Ouder, man, of blank bent

  • Hebben een familiegeschiedenis van t

  • In de buurt zijn geweest van bepaalde pesticiden

  • Andere medische aandoeningen die je kansen kunnen verhogen zijn:

    • auto-immuunziekten, zoals reumatoïde artritis en psoriasis

    • Epstein-Barr virus

    • Een geschiedenis van H. pylori infectie, die zweren veroorzaakt

    • Orgaantransplantatie

    • Eerdere behandeling voor Hodgkin lymfoom

    Symptomen

    Non-Hodgkin lymfoom kan gemakkelijk verward worden met symptomen van AIDS, inclusief:

    • Koorts

    • Nachtelijk zweten

    • Gewichtsverlies

    • Vermoeidheid

    • Zwelling in lymfeklieren in uw hals, oksels, liezen of maag

    • Huiduitslag of jeukende huid

    • Pijn in uw borst, buik, of botten

    Een diagnose krijgen

    Uw dokter zal u lichamelijk onderzoeken en u vragen stellen over uw gezondheid, vroegere ziektes, en behandelingen. Hij zal u waarschijnlijk bloed laten prikken om het niveau van verschillende soorten bloedcellen, enzymen en andere stoffen te controleren.

    U zult een biopsie moeten ondergaan om non-Hodgkin-lymfoom te bevestigen. Uw arts zal wat weefsel wegnemen - een deel of het geheel van een lymfeklier, of beenmerg uit uw heup of borstbeen - en dit onder een microscoop bekijken.

    Een röntgenfoto van de borstkas of een CT-scan, die een foto maakt van organen en botten in uw borstkas, zal uw arts helpen erachter te komen hoe ver de kanker is uitgezaaid.

    Behandeling

    Je behandeling en hoe succesvol deze is, hangt af van hoe ver de kanker gevorderd is (het stadium), je CD4 aantal, en of je al dan niet andere AIDS-gerelateerde infecties hebt gehad.

    NHL hoeft niet altijd meteen te worden behandeld. Als uw lymfoom langzaam groeit of uw immuunsysteem sterk is, kan uw arts een afwachtende houding aannemen en u om de paar maanden controleren om te zien hoe het met u gaat zonder behandeling, tenzij uw symptomen veranderen of erger worden.

    Bestraling kan kankercellen doden of voorkomen dat ze groeien. Een machine buiten uw lichaam kan hoogenergetische golven of deeltjes op de kanker richten, of uw arts kan een radioactieve stof in uw lichaam in de buurt van de kanker plaatsen. Bijwerkingen zoals vermoeidheid, huidproblemen en maagklachten zijn vaak van korte duur, en u kunt er meestal iets aan doen. Bijwerkingen op lange termijn kunnen ernstiger zijn.

    Chemotherapie stopt de groei van kankercellen door ze te doden of te voorkomen dat ze zich delen. Sommige medicijnen kunt u via de mond innemen; andere worden in een ader of een spier geïnjecteerd. Deze bereiken uw hele lichaam. Of uw arts kan de chemo rechtstreeks in een specifiek deel van uw lichaam toedienen.

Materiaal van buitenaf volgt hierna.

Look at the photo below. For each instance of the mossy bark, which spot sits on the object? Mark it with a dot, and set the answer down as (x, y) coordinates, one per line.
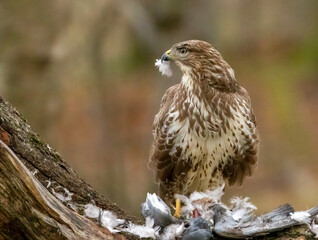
(30, 171)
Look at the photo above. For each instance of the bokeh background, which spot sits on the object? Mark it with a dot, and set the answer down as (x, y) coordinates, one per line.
(82, 73)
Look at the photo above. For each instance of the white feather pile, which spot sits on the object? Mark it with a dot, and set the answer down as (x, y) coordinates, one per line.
(173, 231)
(301, 217)
(241, 208)
(110, 221)
(64, 197)
(147, 231)
(164, 67)
(152, 199)
(193, 202)
(314, 228)
(92, 211)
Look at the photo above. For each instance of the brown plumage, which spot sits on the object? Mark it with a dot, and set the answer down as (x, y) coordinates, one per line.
(205, 132)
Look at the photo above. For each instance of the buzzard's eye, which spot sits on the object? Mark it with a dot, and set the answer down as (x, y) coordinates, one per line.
(183, 50)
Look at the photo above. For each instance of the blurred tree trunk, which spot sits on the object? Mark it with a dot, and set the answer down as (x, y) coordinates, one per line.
(31, 173)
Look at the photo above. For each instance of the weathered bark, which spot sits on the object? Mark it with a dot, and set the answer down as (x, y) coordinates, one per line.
(31, 173)
(24, 201)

    Vaak wordt een combinatie van medicijnen gebruikt. Een van de meest gebruikte om non-Hodgkin-lymfoom te behandelen, heet CHOP:

    • Cyclofosfamide (Cytoxan)

    • Doxorubicine (Adriamycin)

    • Vincristine (Oncovin)

    • Prednison

    Chemo kan bijwerkingen hebben, zoals haaruitval, mondzweertjes, overgeven en vermoeidheid. U kunt blauwe plekken krijgen of gemakkelijk bloeden. En als u HIV heeft, loopt u een nog groter risico op infectie omdat uw aantal witte bloedcellen lager zal zijn.

    Biologische of doelgerichte therapie maakt gebruik van geneesmiddelen die zijn gebaseerd op stoffen die uw lichaam aanmaakt om uw immuunsysteem te stimuleren en zo de kanker te helpen bestrijden. Verschillende soorten geneesmiddelen werken op zeer specifieke manieren om de groei van de kanker te onderbreken. Ze hebben vaak minder ernstige bijwerkingen dan chemo.

    Stamceltransplantatie begint met hogere doses chemo en soms bestraling om de kankercellen te doden. Maar dat doodt ook je beenmerg, wat betekent dat je geen nieuwe bloedcellen meer kunt aanmaken. Dus vervangen artsen het beenmerg door stamcellen, die vóór de behandeling bij jou zijn bewaard of afkomstig zijn van een gezonde donor.

    Als bij u non-Hodgkin-lymfoom wordt vastgesteld, loopt u ook meer kans op een andere "opportunistische infectie", Pneumocystis pneumonia (PCP) genaamd. Uw arts kan u voorstellen om medicijnen te nemen om dit ook te helpen voorkomen.